Stewart Smith
Swimmies Hero 3

Swimmies

Swimmies is a tiny hack that creates ASCII animations within your web browser’s Elements Inspector. It’s running live, right here on this website. (Viewable on desktops.)

I first created this “swimmies” idea—hiding animations within the Elements Inspector—back in 2013, somewhere between leaving Google Creative Lab and joining Yahoo. I’d been debugging my Rubik’s Cube Explorer which used CSS 3D animations, making the transform style commands visible in the Elements Inspector. Watching these DIV elements smoothly tween their transform values gave me the idea of creating animations in the Inspector itself. I’d never seen anyone do this before—or since. (It is terribly silly, after all.) I shopped this concept around within Yahoo; a passive means of recruiting curious web hackers who’d perhaps make for good future employees. (But company interest was minimal.) And so it swims on in my own website here.

View it live

On a desktop or laptop? Pop open your browser’s Elements Inspector to see the animation, which is currently running live on this website; hidden just below the surface. (These instructions are for Mac, though they ought to extrapolate to other systems easily.)

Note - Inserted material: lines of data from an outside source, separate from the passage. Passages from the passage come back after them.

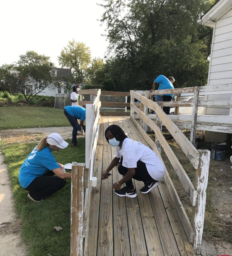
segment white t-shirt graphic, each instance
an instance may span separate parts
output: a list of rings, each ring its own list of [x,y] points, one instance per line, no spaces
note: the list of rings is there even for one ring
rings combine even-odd
[[[164,175],[164,166],[157,155],[150,148],[141,142],[126,138],[122,148],[116,147],[117,157],[122,156],[123,166],[127,168],[136,168],[140,160],[146,164],[150,175],[156,180],[160,180]]]
[[[70,99],[72,100],[73,100],[77,101],[76,102],[72,102],[72,106],[76,106],[78,107],[79,106],[78,101],[79,100],[79,94],[78,93],[76,93],[75,92],[73,92],[71,93],[71,95],[70,95]]]

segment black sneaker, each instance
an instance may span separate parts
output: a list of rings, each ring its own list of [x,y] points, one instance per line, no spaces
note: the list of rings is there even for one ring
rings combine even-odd
[[[36,200],[35,199],[34,199],[34,198],[33,198],[29,194],[29,193],[28,193],[27,194],[27,197],[28,198],[28,199],[30,199],[30,200],[31,200],[32,201],[33,201],[33,202],[40,202],[40,200]]]
[[[119,190],[115,190],[114,193],[119,196],[127,196],[128,197],[134,198],[137,196],[135,189],[132,191],[128,188],[126,186]]]
[[[144,186],[140,190],[140,192],[143,194],[146,194],[156,187],[157,187],[159,184],[158,181],[152,181],[146,182],[144,183]]]

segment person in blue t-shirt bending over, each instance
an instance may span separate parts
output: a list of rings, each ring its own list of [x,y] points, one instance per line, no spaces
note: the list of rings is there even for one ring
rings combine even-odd
[[[65,172],[64,165],[57,162],[51,153],[68,145],[58,133],[52,133],[42,139],[27,158],[20,168],[18,179],[21,186],[29,191],[29,199],[39,202],[61,189],[66,179],[71,178],[71,174]]]
[[[158,90],[164,90],[166,89],[174,89],[174,87],[172,85],[173,83],[175,82],[175,80],[172,77],[169,77],[168,79],[163,75],[160,75],[159,76],[156,76],[155,77],[155,81],[153,82],[153,88],[150,90],[150,91],[152,92],[154,90],[157,84],[159,84],[159,87]],[[156,95],[155,97],[155,101],[162,101],[158,100],[159,98],[158,97],[160,97],[162,96],[163,101],[171,101],[173,97],[173,94],[163,94],[163,95]],[[156,100],[156,98],[157,98]],[[166,115],[169,115],[170,111],[170,107],[163,107],[163,110]]]
[[[77,131],[81,129],[81,126],[85,132],[85,125],[84,122],[85,120],[86,109],[82,107],[66,106],[64,109],[64,113],[73,128],[71,146],[80,146],[77,144]],[[78,119],[81,120],[79,125],[78,120]]]

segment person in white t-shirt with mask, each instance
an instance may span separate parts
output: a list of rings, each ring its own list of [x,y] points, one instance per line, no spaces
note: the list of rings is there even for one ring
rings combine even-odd
[[[72,106],[78,106],[78,102],[79,101],[80,95],[78,93],[78,91],[80,90],[80,87],[79,84],[75,84],[73,87],[73,91],[70,95],[70,99]]]
[[[141,142],[129,138],[122,129],[112,124],[106,130],[105,136],[108,143],[116,147],[116,154],[109,167],[101,176],[102,179],[108,177],[110,171],[120,160],[119,172],[123,178],[113,185],[115,194],[119,196],[135,197],[137,195],[132,179],[143,181],[140,191],[146,194],[157,187],[163,177],[164,166],[155,153]],[[126,186],[121,188],[123,184]]]

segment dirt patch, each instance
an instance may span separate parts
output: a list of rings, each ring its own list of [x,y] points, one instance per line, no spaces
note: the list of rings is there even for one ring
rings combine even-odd
[[[22,131],[16,130],[11,133],[9,132],[8,130],[3,130],[1,132],[2,141],[7,144],[37,141],[45,135],[44,132],[31,133]]]
[[[17,233],[19,230],[20,225],[18,220],[14,222],[3,222],[0,224],[0,235],[5,236]]]
[[[188,137],[188,129],[183,133]],[[175,141],[168,131],[162,129],[162,133],[192,182],[195,170]],[[154,141],[154,134],[150,136]],[[201,133],[196,134],[198,149],[211,150],[211,143],[201,142]],[[189,134],[190,135],[190,134]],[[191,219],[192,205],[180,180],[163,150],[162,158],[187,215]],[[207,202],[203,233],[202,253],[204,256],[215,256],[223,254],[232,254],[232,164],[230,157],[232,154],[230,148],[227,151],[223,161],[210,159]]]

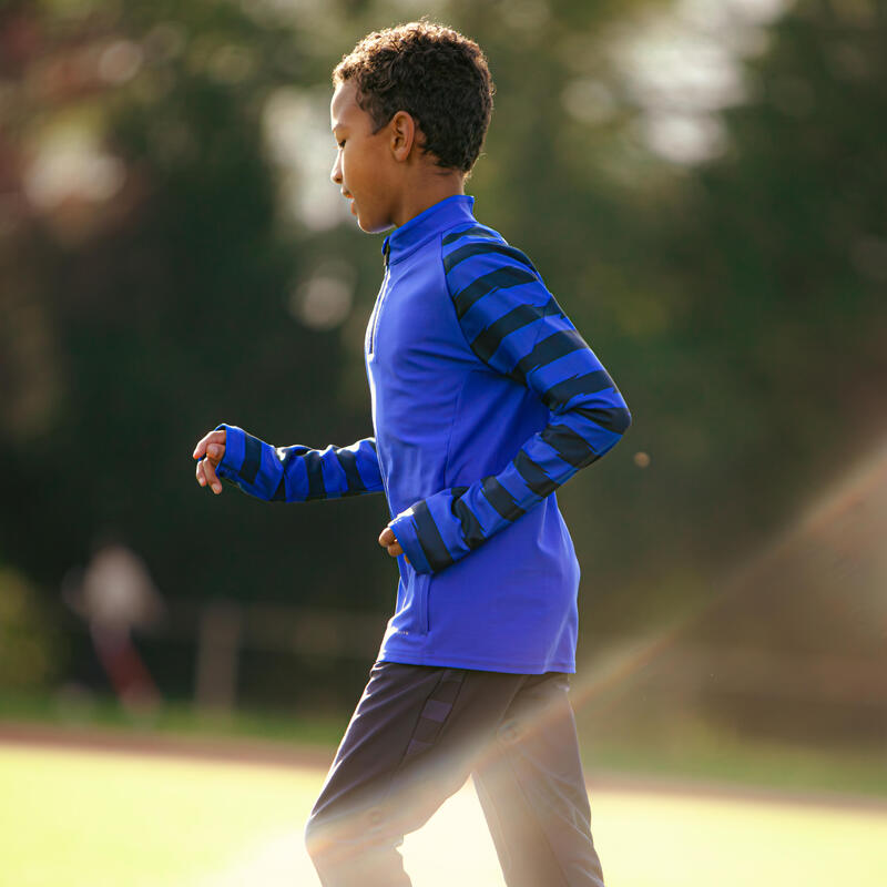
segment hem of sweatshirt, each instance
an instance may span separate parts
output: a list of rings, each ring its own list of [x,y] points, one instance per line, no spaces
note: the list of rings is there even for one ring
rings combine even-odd
[[[434,665],[438,669],[470,669],[479,672],[506,672],[507,674],[546,674],[561,672],[575,674],[574,662],[514,662],[513,660],[488,660],[475,656],[447,656],[435,653],[417,653],[390,649],[379,650],[379,662],[397,662],[401,665]]]

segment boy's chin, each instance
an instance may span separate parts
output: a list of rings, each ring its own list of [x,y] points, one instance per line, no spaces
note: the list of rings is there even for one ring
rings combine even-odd
[[[360,211],[357,211],[357,226],[366,234],[380,234],[394,227],[392,222],[380,222],[378,218],[365,218]]]

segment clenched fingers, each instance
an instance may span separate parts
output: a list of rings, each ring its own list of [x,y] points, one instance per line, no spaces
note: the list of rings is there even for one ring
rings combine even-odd
[[[397,541],[395,531],[390,527],[386,527],[381,533],[379,533],[379,544],[387,549],[392,558],[397,558],[399,554],[404,553],[404,549],[400,547],[400,542]]]
[[[206,448],[211,445],[215,443],[216,446],[222,447],[222,451],[224,452],[225,449],[225,429],[220,428],[217,431],[210,431],[208,435],[204,435],[198,441],[197,446],[194,447],[194,458],[195,459],[203,459],[206,456]]]

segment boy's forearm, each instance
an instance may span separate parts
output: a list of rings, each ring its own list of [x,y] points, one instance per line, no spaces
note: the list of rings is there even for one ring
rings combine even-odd
[[[337,499],[383,490],[373,438],[350,447],[274,447],[242,428],[222,425],[225,456],[218,477],[244,492],[271,502]]]

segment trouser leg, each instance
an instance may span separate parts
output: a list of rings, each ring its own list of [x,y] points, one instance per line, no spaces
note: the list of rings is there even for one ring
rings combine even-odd
[[[397,850],[404,835],[465,783],[523,680],[374,666],[305,830],[324,887],[410,884]]]
[[[473,774],[508,887],[603,887],[567,691],[528,677]]]

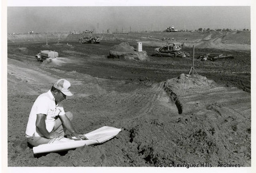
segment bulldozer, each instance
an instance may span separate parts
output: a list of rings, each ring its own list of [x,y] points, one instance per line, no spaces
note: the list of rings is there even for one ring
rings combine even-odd
[[[95,37],[83,37],[78,39],[78,42],[81,44],[99,44],[101,39],[99,36]]]
[[[166,46],[155,49],[153,56],[173,57],[189,57],[190,55],[181,51],[182,45],[179,42],[167,42]]]
[[[48,58],[55,58],[59,56],[58,52],[49,50],[39,51],[35,57],[38,61],[42,62]]]

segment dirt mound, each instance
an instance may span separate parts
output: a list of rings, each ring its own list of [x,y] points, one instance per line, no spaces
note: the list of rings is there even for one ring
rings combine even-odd
[[[108,57],[135,60],[145,60],[148,58],[146,51],[137,52],[133,47],[125,42],[114,46],[110,50]]]
[[[27,54],[29,52],[29,50],[27,48],[18,48],[18,50],[23,53]]]

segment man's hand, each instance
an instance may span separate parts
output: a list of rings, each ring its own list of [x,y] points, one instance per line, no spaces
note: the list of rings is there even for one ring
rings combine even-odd
[[[49,139],[53,139],[60,137],[60,135],[57,132],[52,132],[50,133]]]
[[[79,140],[87,140],[88,139],[87,139],[87,137],[86,137],[84,135],[81,135],[81,134],[78,134],[76,132],[73,132],[72,133],[72,136],[75,137],[76,138],[78,139]]]

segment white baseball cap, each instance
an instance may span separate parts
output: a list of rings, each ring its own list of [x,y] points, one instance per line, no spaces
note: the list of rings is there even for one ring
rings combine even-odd
[[[70,82],[64,79],[58,80],[53,85],[55,89],[60,90],[61,93],[68,96],[73,96],[73,94],[69,91],[71,86]]]

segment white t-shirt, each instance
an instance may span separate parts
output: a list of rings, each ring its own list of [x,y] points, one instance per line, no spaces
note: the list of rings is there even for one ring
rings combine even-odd
[[[44,136],[36,130],[36,114],[39,114],[46,115],[46,129],[50,133],[54,127],[55,117],[65,115],[65,112],[61,103],[56,105],[54,97],[50,90],[41,94],[36,98],[30,111],[26,130],[27,137],[32,136],[34,134],[36,137]]]

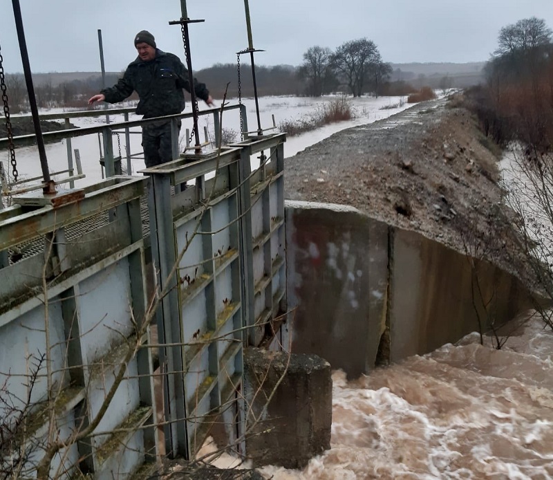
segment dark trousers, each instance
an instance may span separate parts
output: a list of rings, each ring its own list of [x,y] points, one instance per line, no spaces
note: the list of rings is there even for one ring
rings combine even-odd
[[[178,123],[180,131],[180,120]],[[142,147],[146,167],[170,162],[173,158],[171,142],[171,122],[154,122],[142,127]]]

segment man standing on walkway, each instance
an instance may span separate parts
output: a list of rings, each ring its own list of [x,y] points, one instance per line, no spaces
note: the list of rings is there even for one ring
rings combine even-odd
[[[185,109],[182,89],[190,91],[188,71],[178,57],[156,48],[153,35],[145,30],[136,35],[134,45],[138,56],[126,67],[123,77],[111,88],[91,97],[88,104],[122,102],[135,91],[140,98],[136,113],[144,116],[143,118],[180,113]],[[213,105],[205,85],[195,78],[194,84],[196,96]],[[159,120],[144,125],[142,147],[147,167],[173,160],[171,122]]]

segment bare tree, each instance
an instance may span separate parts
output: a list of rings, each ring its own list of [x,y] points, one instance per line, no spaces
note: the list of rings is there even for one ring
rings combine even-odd
[[[298,74],[306,80],[307,93],[310,96],[320,97],[324,93],[331,57],[330,48],[319,46],[310,47],[303,54],[303,63]]]
[[[344,77],[353,96],[359,97],[363,93],[371,65],[376,63],[379,57],[375,43],[362,38],[339,46],[332,55],[332,65]]]
[[[12,113],[20,112],[27,99],[27,88],[23,73],[6,74],[6,86],[10,111]]]
[[[499,31],[496,55],[527,53],[528,50],[551,43],[553,30],[545,21],[532,17],[507,25]]]
[[[392,66],[382,62],[379,53],[375,55],[373,60],[368,65],[368,77],[371,81],[373,91],[378,97],[379,89],[382,83],[386,82],[392,75]]]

Browser Key command Menu location
Chrome C
Option Command C
View → Developer → Inspect Elements
Firefox I
Option Command I
Tools → Browser Tools → Web Developer Tools
Safari I
Option Command I
Develop → Show Web Inspector
Edge C
Option Command C
Tools → Developer → Inspect Elements

Little fish, big fish

Curious where the text comes from? It’s an old Polly Jean Harvey lyric from her single “Down By The Water” (1995). The line can be heard as it’s whispered around 2:04 in the studio track. This is itself a reference borrowed from an early 1900s folk song “Salty Dog Blues”; PJ having substituted the word “daughter” for “quarter.” The context of her edited line is dark and haunting; a mother drowning her own daughter. Kill your darlings, eh? (Oh—in the US, “swimmies” is the common term for inflatable armbands worn by children to aid their buoyancy as they learn to swim.)

Cross-browser support

It seems that line breaks within DOM comment nodes are only respected in Chrome. In order to support Firefox and Safari, the animation requires one comment node per line of text. Similarly, Safari and Firefox attempt to collapse runs of whitespace in comment nodes down to a single space character. To combat this I replace all regular space characters (\x20) with non-breaking ones (\xa0). Et voilà.